Language of document :

Beroep ingesteld op 16 april 2012 - Bank Tejarat/Raad

(Zaak T-176/12)

Procestaal: Engels

Partijen

Verzoekende partij: Bank Tejarat (Teheran, Iran) (vertegenwoordigers: S. Zaiwalla, P. Reddy en F. Zaiwalla, Solicitors, D. Wyatt, QC en R. Blakeley, Barrister)

Verwerende partij: Raad van de Europese Unie

Conclusies

punt 2 van tabel I.B van bijlage I bij besluit 2012/35/GBVB van de Raad van 23 januari 2012 houdende wijziging van besluit 2010/413/GBVB betreffende beperkende maatregelen tegen Iran (PB L 19, blz. 22) nietig verklaren voor zover het op verzoekster betrekking heeft;

punt 2 van tabel I.B van bijlage I bij uitvoeringsverordening (EU) nr. 54/2012 van de Raad van 23 januari 2012 houdende uitvoering van verordening (EU) nr. 961/2010 betreffende beperkende maatregelen ten aanzien van Iran (PB L 19, blz. 1) nietig verklaren voor zover het op verzoekster betrekking heeft;

punt 105 van tabel B van bijlage IX bij verordening (EU) nr. 267/2012 van de Raad van 23 maart 2012 betreffende beperkende maatregelen ten aanzien van Iran en tot intrekking van verordening (EU) nr. 961/2010 (PB L 88, blz. 1) nietig verklaren voor zover het op verzoekster betrekking heeft;

vaststellen dat artikel 20, lid 1, van besluit 2010/413/GBVB van de Raad niet van toepassing is op verzoekster;

vaststellen dat artikel 23, lid 2, van verordening (EU) nr. 267/2012 van de Raad niet van toepassing is op verzoekster;

vaststellen dat de nietigverklaring van punt 2 van tabel I.B van bijlage I bij besluit 2012/35/GBVB van de Raad en van punt 2 van tabel I.B van bijlage I bij uitvoeringsverordening (EU) nr. 54/2012 van de Raad en van punt 105 van tabel B van bijlage IX bij verordening (EU) nr. 267/2012 van de Raad onmiddellijke werking heeft; en

verweerder verwijzen in de kosten.

Middelen en voornaamste argumenten

Ter ondersteuning van haar beroep voert verzoekster drie middelen aan.

Eerste middel.

De wezenlijke criteria voor de toepassing van de beperkende maatregelen zijn niet vervuld wat verzoekster betreft en er is geen juridische of feitelijke grondslag voor de opname op de lijst en/of de Raad heeft een kennelijke beoordelingsfout gemaakt bij het bepalen of al dan niet aan de criteria werd voldaan.

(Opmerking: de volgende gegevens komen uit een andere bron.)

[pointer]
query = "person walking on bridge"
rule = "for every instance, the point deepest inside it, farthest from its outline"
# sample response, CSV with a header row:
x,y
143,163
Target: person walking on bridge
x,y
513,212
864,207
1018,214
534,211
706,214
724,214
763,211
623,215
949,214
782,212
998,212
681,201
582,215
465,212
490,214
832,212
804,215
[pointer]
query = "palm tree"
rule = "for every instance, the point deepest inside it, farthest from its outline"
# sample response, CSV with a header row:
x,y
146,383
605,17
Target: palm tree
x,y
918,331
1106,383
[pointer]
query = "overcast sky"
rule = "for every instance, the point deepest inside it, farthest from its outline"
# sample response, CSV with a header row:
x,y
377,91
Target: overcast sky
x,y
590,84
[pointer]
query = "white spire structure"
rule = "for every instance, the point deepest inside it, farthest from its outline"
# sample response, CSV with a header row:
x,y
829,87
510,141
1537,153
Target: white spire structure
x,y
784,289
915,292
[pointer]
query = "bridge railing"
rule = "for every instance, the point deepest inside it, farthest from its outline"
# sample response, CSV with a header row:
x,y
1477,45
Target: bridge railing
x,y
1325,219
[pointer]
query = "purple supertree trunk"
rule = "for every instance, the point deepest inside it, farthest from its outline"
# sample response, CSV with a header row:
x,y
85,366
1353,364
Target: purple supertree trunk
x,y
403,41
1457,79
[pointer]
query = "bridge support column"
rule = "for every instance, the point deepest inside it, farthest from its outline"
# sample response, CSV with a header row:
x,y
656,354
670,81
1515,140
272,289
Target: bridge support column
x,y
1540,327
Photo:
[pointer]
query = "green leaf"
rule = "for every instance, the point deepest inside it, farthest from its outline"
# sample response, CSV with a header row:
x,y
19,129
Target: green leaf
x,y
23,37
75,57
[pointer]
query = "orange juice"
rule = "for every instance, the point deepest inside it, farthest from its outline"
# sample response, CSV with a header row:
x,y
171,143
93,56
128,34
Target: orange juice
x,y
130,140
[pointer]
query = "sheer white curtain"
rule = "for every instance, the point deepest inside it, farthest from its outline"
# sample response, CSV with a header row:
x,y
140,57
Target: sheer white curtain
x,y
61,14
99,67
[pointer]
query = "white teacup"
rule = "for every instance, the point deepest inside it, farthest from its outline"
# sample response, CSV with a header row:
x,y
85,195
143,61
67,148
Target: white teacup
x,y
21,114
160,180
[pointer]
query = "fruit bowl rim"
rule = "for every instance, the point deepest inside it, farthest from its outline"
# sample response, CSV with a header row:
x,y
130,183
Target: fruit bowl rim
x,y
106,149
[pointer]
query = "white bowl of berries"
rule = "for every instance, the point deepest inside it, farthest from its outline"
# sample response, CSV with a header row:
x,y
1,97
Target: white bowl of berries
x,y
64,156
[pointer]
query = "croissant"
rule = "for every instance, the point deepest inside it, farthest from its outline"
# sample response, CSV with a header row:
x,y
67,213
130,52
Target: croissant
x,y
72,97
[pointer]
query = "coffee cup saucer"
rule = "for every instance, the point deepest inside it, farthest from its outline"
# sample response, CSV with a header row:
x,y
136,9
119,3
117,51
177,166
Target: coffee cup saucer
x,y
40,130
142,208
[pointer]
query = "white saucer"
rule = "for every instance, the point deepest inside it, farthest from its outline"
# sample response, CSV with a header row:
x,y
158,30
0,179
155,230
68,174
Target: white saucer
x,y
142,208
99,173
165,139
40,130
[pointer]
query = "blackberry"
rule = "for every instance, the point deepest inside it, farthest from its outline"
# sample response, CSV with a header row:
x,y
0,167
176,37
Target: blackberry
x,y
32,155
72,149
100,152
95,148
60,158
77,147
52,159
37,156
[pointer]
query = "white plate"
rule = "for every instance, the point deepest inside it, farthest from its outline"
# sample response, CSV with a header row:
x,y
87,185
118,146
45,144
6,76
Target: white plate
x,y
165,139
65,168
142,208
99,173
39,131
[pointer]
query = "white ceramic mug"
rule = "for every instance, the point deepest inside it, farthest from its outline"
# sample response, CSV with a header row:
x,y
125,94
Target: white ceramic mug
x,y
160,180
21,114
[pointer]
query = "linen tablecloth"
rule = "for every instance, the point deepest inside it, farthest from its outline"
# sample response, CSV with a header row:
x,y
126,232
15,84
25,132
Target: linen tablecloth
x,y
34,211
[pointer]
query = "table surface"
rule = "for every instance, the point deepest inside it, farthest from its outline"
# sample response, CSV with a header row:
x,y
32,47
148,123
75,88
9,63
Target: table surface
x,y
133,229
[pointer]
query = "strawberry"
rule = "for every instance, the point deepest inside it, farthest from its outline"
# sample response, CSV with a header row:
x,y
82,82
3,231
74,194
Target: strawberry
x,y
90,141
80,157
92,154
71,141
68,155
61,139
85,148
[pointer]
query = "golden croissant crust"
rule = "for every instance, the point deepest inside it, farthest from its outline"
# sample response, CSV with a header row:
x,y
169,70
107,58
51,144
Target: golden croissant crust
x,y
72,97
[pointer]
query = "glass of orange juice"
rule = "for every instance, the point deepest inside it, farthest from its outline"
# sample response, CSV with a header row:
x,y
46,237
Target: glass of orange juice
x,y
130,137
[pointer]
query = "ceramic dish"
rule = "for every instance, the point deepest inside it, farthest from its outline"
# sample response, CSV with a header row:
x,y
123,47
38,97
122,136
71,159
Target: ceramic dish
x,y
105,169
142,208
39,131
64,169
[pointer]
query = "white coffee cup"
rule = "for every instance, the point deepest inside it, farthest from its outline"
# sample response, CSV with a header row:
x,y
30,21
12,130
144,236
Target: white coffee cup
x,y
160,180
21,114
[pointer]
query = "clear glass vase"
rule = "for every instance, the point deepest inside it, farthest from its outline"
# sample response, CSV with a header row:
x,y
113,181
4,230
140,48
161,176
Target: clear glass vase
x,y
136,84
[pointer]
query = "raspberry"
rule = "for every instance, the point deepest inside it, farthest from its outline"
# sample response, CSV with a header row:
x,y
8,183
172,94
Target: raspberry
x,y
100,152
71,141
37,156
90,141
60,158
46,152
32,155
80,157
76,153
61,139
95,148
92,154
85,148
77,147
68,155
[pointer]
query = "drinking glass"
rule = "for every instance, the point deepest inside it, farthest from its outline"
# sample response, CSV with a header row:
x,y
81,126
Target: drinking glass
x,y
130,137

De Raad had onvoldoende bewijzen om aan te tonen dat was voldaan aan de criteria voor opname van verzoekster op de lijst en heeft dus (nog) een kennelijke beoordelingsfout gemaakt, aangezien verzoekster aan geen van de vijf criteria voor opname op de lijst voldoet die in artikel 23, lid 2, van verordening nr. 267/2012 zijn neergelegd. De Raad heeft niet het bewijs van het tegendeel geleverd.

Tweede middel.

Verzoeksters opname op de lijst vormt een schending van haar fundamentele rechten en vrijheden, inzonderheid haar recht op vrijheid van ondernemerschap en op eerbiediging van haar eigendom en/of vormt een schending van het evenredigheidsbeginsel.

Derde middel.

De Raad heeft in elk geval de vormvoorschriften geschonden, met name het voorschrift om: (a) verzoekster individueel in kennis te stellen van haar opname op de lijst, (b) een toereikende motivering te geven en (c) het recht van verdediging en het recht op een doeltreffende voorziening in rechte te eerbiedigen.